7/10
"Everything will be the way it was"
11 March 2010
Warning: Spoilers
'Unfinished Piece for Mechanical Piano (1977)' was adapted from Anton Chekhov's untitled play from 1878 (generally known as "Platonov" in English translations, after its main character). Of course, I didn't know that until I started writing this review. I must confess that my watching this film was motivated entirely by its unusual title, and that my experience with either Chekhov or director Nikita Mikhalkov was, until now, nonexistent. Having said that, I found the film quite enjoyable, and hope to enjoy more of Mikhalkov's work in the future. The story unfolds over the course of a single day and night, and plays a little like Renoir's 'The Rules of the Game (1939)' or Altman's 'Gosford Park (2001)' – that is, it depicts the upper-class, brought together by aristocracy, pretending to enjoy the company of those whom they secretly despise. The characters' conversations are stilted by formality, each person harbouring undisclosed hatreds and desires, leading fruitless lives of meaningless existence.
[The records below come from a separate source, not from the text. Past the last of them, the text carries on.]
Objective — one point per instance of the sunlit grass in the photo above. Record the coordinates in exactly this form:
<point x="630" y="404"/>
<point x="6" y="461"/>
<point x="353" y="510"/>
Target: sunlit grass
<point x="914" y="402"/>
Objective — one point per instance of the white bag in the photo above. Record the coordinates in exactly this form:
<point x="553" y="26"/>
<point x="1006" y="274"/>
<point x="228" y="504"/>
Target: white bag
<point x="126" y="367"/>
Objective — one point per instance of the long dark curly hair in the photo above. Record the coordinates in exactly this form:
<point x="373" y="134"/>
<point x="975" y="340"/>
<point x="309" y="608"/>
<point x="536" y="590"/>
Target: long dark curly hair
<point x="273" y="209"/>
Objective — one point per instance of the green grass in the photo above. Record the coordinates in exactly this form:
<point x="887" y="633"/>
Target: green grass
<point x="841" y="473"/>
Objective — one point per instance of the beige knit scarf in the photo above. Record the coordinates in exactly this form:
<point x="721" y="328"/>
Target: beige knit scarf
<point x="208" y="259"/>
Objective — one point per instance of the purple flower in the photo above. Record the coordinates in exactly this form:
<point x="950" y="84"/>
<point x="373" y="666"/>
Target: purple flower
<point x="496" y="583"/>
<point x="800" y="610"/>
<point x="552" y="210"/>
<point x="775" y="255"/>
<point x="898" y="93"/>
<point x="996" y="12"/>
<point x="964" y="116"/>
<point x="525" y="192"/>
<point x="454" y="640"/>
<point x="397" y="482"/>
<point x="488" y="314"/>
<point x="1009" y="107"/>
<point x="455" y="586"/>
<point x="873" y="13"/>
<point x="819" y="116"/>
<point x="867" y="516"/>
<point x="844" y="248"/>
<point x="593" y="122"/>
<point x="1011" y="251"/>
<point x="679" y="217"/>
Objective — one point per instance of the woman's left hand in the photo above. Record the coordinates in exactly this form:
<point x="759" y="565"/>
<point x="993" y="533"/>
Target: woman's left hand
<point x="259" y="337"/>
Mikhalkov's film is very dialogue-heavy, and one might remark that nothing happens in it. Indeed, I believe that this is the point. Throughout the film, characters talk frequently about taking action, and yet achieve nothing. The prejudiced Darwinist and the proletariat sympathiser are both equally impotent. Sergey (Yuri Bogatyryov), in a moment of passion, pledges to leave the estate, but falls asleep in a stationary carriage. Even Platonov (Aleksandr Kalyagin) fails miserably in his suicide attempt, leaping into shallow water. Out of context, the film's ending might be misconstrued as optimistic, yet it smacks of superficiality; the assurance that "everything will be the way it was" indicates a return to the grotesque charade of formality that these people will spend the rest of their lives enacting. One gets the sense that only during Platonov's emotional break-down is a character in the film being truthful with himself or others. Alas, within insanity is the only sanity we're ever likely to find.